Building heights go up but residents could be forced out of Sydney CBD: Tom Forrest
Staff reporterDecember 7, 2020

EXPERT OBSERVER

The Urban Taskforce welcomes the move to increase height limits in the city of Sydney. Sydney Tower has set the cap since 1981, and it is high time that was removed.

The new cap established by Clover Moore and Rob Stokes of 330m in the CBD is sensible. But the additional height appears to be biased towards commercial development. The Urban Taskforce calls on both State and Local Governments to continue to support mixed use development and keep Sydney alive, 24 hours a day.

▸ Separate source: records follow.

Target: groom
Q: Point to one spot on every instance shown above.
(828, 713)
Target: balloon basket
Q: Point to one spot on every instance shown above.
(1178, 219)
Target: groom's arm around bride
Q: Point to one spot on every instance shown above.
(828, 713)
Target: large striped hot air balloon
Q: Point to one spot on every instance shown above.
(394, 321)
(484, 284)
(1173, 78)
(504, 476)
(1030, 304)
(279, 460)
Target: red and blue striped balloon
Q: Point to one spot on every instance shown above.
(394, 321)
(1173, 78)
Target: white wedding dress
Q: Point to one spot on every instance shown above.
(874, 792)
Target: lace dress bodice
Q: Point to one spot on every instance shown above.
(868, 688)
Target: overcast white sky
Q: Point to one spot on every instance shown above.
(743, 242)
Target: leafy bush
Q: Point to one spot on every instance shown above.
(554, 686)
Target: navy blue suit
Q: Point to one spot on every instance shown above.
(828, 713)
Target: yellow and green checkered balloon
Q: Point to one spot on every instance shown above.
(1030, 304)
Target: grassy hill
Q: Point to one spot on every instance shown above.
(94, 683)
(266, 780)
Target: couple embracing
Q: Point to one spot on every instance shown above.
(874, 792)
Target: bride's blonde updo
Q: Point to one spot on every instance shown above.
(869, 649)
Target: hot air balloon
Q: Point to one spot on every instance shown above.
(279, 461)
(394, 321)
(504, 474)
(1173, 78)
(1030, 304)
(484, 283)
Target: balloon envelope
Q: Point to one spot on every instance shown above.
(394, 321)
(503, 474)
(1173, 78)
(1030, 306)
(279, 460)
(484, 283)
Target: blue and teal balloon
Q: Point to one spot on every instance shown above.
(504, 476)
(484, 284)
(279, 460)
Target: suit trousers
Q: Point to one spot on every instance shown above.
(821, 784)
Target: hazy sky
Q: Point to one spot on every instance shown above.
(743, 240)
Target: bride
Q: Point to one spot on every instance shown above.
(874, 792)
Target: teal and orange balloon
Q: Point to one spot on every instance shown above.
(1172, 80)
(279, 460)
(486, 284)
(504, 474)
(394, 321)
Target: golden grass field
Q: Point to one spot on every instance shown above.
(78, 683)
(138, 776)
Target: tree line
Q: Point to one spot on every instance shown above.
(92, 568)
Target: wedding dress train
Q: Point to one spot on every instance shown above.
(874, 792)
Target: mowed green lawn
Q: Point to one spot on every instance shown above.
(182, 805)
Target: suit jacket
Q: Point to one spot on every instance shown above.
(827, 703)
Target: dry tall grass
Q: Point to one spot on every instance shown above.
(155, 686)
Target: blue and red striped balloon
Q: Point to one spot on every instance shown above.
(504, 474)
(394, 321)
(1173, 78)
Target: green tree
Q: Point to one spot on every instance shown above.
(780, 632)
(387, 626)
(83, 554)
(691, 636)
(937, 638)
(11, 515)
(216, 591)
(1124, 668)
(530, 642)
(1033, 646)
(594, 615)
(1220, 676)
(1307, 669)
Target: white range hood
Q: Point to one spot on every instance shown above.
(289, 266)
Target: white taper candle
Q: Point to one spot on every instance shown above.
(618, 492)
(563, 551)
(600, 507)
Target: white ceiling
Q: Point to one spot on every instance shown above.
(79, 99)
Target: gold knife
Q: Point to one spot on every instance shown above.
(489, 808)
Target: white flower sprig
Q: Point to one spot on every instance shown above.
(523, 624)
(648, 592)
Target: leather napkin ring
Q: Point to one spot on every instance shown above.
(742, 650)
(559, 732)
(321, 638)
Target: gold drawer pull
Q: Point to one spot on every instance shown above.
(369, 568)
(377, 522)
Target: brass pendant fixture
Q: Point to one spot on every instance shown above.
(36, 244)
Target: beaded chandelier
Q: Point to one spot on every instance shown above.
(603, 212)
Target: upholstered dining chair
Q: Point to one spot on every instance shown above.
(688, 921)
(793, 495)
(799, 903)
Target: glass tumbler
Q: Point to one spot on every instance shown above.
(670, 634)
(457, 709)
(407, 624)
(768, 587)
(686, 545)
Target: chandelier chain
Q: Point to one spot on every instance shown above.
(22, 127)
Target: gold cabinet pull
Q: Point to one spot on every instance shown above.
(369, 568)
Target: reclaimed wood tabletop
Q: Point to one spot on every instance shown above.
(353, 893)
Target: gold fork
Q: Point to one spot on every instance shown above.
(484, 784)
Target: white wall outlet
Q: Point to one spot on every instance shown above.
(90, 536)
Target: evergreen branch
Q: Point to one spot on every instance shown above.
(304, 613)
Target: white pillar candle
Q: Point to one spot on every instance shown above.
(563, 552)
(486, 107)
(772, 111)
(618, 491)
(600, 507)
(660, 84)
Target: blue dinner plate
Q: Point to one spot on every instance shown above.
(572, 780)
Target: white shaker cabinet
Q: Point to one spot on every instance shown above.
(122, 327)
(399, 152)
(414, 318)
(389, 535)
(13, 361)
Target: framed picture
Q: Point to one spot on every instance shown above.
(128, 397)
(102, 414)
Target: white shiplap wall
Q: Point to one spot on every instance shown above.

This announcement effectively reverses the “Living Sydney” philosophy, established by Hon Frank Sartor and Hon Lucy Turnbull, which kick-started the Sydney CBD after years of inactivity prior to the Sydney Olympics. As Lord Mayor, Clover Moore herself became a champion of the live-work-play “24-hour city”. A mix of retail, commercial and residential building uses is critical to this.

This new plan includes in the fine print a concerning shift away from residential development in the CBD of Sydney, and it is not consistent with what the City of Sydney proposed to the Government in its plans.

After the IPC and the Department of Planning’s failure to support jobs and investment with its decision in the Ritz Carlton Hotel proposal in Pyrmont, this could be another blow to the growth of Sydney.

It was anti resident rules that turned the Sydney CBD into a ghost town, pocked with empty holes in the ground and half-built buildings like World Square in the 1990s.

The Government has just reversed its last effort to kill the Sydney night-time economy through its licensing law restrictions – and now the Planning Minister appears to be trying to return sections of the CBD to an empty wind tunnel without people after dark.

Residents in the city enliven the city. The live-work-play 24-hour city thrives where there is mixed use.

The activation of Sydney’s CBD south of Market Street is there because of the Living Sydney vision which included mixed-use high-rise development. North of Market Street, the city is still dead after dark, except for the Rocks area where there is activation through high rise residential accommodation.

This plan has been sitting with the Department of Planning for over two and a half years. The City of Sydney has been begging to have this plan finalised for over 18 months. Industry had all but given up.

The proposed heights have not changed from those proposed by the City of Sydney – in fact, they have used the very same map. The only thing that has changed since the City submitted its City of Sydney draft Central Sydney Planning Strategy the Department over 36 months ago, is that the Minister for Planning has removed the need for design excellence for these taller buildings, and taken a deliberate move to favour CBD office accommodation over CBD residential development.

The Urban Taskforce strongly asserts that quality building design and quality architecture are critical to the city’s development.